The hummingbird and I have been doing a careful dance since we first noticed each other last year, recognizing perhaps in our advancing and retreating a certain set of similarities in the too-quick fluttering of our hearts and the frailty of our bones. The fortune teller in Italy told me that my spirit animal is probably the sparrow, tiny and drab and wallowing happily in the dust, but sometimes I wonder about hummingbirds. There's something familiar in how the energy they need to keep themselves alive is conversely what keeps them always so close to starvation. As though in the late nights they can probably hear their bones clattering together, too, all hollow and anxious.

It was comforting to have the hummingbird in the trees through the hard winter of last year, to have a focus on needs other than my own. In the summer it ranged farther away, not needing me anymore with all of the flowers to visit and neighbors to meet, but in the last few weeks it had become a constant visitor again. I have spent much of the same time camped in my apartment, finishing my thesis project, and we have slowly become more familiar.

This afternoon I took down the feeder to resupply it with liquid, and when I went back on to the balcony to hang it back up the hummingbird was hovering around the window boxes, searching for it. It moved just out of reach while I put everything back together and then moved right back in as soon as I stepped away. It seems we've come to some new understanding, the hummingbird and I.

Monday, November 07, 2011

I've been looking for fortunes in all of the dregs, drinking to the bottom of cups and rivers and oceans and eyes. Someone has to be hiding the future somewhere, I figure. In a teacup or an orange peel or something.

It's been nearly a year since I threw open the doors to Legba, wrapped up a wish with tribute to the voodoo queen and knocked nine times as instructed, looking for secrets in legends. They say that Legba stands at the crossroads, speaking all languages, deciding who gets to talk to the spirits. In some cultures under other names he can be tricky, dispensing destiny from a sack worn across one shoulder. I wonder what is at the bottom of Legba's cups, all the secrets in the smoke.

The wishing stump belonged to the voodoo queen Marie Laveau, although the question of whether it was the property of mother or daughter is still somewhat mysterious. They say that there were at one point many voodoo queens in New Orleans, but that the competition all faded away once Marie Laveau decided to be queen. She's queen still, and the inside of the stump is layered with wishes. In this way it is something of a comfort to think of my wish snugged down in there with all the rest, waiting for whatever happens next.

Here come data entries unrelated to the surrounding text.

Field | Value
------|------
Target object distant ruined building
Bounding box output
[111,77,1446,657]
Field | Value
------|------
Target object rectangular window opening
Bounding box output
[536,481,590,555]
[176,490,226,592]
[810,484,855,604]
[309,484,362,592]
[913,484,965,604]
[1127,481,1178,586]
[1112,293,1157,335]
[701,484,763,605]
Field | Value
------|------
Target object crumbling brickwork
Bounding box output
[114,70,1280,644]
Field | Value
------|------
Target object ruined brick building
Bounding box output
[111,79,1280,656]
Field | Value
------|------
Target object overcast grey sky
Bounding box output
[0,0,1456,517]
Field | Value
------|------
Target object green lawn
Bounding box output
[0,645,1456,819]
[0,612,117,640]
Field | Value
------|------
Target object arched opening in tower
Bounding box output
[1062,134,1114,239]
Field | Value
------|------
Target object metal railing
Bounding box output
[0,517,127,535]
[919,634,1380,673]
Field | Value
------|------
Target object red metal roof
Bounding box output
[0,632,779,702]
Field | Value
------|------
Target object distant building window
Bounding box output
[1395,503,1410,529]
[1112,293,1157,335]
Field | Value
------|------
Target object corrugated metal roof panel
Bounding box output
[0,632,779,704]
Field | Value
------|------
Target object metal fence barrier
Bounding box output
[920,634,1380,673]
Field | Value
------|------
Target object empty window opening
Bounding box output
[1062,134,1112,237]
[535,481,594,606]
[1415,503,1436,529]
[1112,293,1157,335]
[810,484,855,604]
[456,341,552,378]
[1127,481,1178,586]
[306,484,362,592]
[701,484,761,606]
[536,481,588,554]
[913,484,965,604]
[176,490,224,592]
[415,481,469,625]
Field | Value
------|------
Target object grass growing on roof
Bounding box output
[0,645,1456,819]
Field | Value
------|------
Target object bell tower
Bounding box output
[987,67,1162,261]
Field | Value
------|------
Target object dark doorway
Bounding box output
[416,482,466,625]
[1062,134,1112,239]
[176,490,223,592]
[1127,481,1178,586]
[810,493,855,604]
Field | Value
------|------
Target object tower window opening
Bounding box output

Thursday, November 03, 2011

My ants are slowly dying off, lying curled in the bottom of the tank. If they had behaved in the predicted ways the living ants would have brought the dead to the surface where I could have swept them out, the tank slowly emptying, the last ants wandering alone through once crowded tunnels. My ants have so far done everything backwards, and dealing with their dead is no different. Since there's no way for me to get to them without finding my fingers in the grip of those pincers I have left them there. Each day it becomes a little more disturbing, watching the living ants sleeping among the broken bodies of their fellows, at the bottom in a graveyard they built themselves.

From now on, I am sticking with sea monkeys.

Tuesday, November 01, 2011

What I have learned is that the red in fall leaves comes from anthocyanins, which is possibly not news. It turns out that the anthocyanins work as a kind of sunscreen, protecting new leaves and autumn leaves from certain kinds of damage and stress. It seems that what they didn't realize until recently is that maybe the soil is sometimes to blame for all the red in the leaves, that trees in poor soil make more red in order to keep the leaves stuck on the trees long enough to store up enough food for the winter. All these trees are becoming vibrant in order to survive.

I don't know if I believe that the secret is all in the soil. Seems like the sky and the rain and the wind are probably involved too. Still, I wouldn't blame you if you started carrying nitrogen around in your pockets, ready to coax the most brilliant colors out wherever you travel.